The wood behind the trees


A new report on the future of the global forest, paper and packaging (FPP) industry has been released by PricewaterhouseCoopers (PWC).


Conducted between Febuary and May of this year, CEO Perspectives draws on interviews with 17 CEOs from across the industry, tackling issues ranging from general economics to sustainability.


There are four basic conclusions. Firstly, the cost structure of the industry is under pressure. Secondly, the FPP supply chain needs to be optimised and the industry consolidated. Thirdly, it is crucial to really know your customer and understand your markets. And finally, sustainability is a critical factor to ensure long-term success.


As growing pressure mounts on the industry’s cost structure, PWC suggests that companies consider capacity reduction and other methods of lowering costs. This, it claims, is a more feasible strategy than attempting to pass on rising costs to the customer. Some companies are already implementing this advice.


Last month, Domtar cut its costs by indefinitely closing four Canadian paper mills. The company said it was forced into action by high timber costs and low demand for lumber and wood chips.


High energy costs are exacerbating the cost structure in the industry even further. Soaring fuel costs not only make production more expensive but also inflate transportation costs. Combine these factors with the ageing and less efficient mills in the more established markets and there can only be one result – shrinking profits.


So what solutions are industry chiefs coming up with? The answer is the immediate sale of assets. Back in September, this is precisely what Georgia-Pacific (GP) did. The company agreed to sell six mills across Mississippi, South Carolina and Georgia to Oregon-based Roseburg Forest Products. And more recently International Paper has announced plans to sell its drinks packaging division to New Zealand-based Carter Holt Harvey.


However, the disposal of assets is a drastic measure and is not the only solution available. Companies can combine strategies to improve costs. For instance, although GP decided to sell some of its mills, it has also introduced programmes to increase its productivity.


The firm invested $200 million in the installation of new machinery at its Wauna mill in Oregon. The investment is part of GP’s ongoing strategy to become the market leader and supplier of premium paper towels and bath tissue.


PWC found the CEOs interviewed to be in broad agreement over industry consolidation. They accept that it’s inevitable if producers are to remain competitive. But debate remains on the nature of consolidation.

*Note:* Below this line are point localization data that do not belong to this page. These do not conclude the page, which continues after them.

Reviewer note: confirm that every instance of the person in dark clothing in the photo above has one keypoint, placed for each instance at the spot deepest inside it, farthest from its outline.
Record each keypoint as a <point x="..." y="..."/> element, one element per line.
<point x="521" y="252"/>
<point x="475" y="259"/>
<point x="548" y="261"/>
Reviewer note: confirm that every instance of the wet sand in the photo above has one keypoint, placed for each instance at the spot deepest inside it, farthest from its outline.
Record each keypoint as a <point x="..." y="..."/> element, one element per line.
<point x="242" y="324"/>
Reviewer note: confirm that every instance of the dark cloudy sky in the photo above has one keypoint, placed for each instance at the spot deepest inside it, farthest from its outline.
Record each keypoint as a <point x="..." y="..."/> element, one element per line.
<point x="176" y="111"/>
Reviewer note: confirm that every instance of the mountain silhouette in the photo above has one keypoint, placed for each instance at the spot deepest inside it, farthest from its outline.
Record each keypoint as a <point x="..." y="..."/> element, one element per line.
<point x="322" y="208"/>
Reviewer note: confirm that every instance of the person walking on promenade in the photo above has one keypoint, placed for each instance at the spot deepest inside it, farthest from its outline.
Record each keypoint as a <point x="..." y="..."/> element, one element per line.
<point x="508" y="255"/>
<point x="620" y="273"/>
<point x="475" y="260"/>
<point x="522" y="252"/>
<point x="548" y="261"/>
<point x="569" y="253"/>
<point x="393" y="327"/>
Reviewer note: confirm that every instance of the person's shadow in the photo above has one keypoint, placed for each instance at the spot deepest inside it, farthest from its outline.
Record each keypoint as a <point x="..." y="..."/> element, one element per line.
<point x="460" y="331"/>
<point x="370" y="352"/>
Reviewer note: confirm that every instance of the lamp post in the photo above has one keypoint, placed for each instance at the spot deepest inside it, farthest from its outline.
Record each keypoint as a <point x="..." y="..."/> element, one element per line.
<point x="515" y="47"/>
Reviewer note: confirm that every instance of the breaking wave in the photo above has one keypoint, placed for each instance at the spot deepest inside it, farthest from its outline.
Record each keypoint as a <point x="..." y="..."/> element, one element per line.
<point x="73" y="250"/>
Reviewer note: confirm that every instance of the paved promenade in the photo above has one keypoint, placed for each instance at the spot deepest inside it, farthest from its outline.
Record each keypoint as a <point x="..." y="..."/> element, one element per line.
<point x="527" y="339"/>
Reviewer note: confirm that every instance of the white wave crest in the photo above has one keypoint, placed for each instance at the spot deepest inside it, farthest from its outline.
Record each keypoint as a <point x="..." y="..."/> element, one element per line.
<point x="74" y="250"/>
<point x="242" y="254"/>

Some bosses believe economies of scale are only attainable within single regions, so cross-continental deals are likely to remain elusive. But others are certain that some companies will go global.


Customer retention and defending market share were also identified as being paramount to future growth.


In terms of customer retention, some of those surveyed employ strategies that tailor product mixes to improve value to customers. Others emphasise the importance of investing in R&D to engage with customers’ changing needs.


All of the CEOs PWC interviewed are looking toward emerging markets. Some are evaluating Asia and China for their obvious growth potential.


But no region is a completely safe bet, and none can offer guarantees, China included. Its paper-making prospects are fairly low due to the lack of forests in the country and unreliable energy supplies.


Others are looking towards Central and Eastern Europe. The region is considered by some to have great potential for expansion. But again it has its drawbacks. Russia’s lack of proven economic stability, for example, means that foreign investment remains cautious.


The country is widely regarded to be a future giant of the FPP industry. Given its proximity to Asian markets, the country could become the world’s biggest source of low-cost softwood fibre.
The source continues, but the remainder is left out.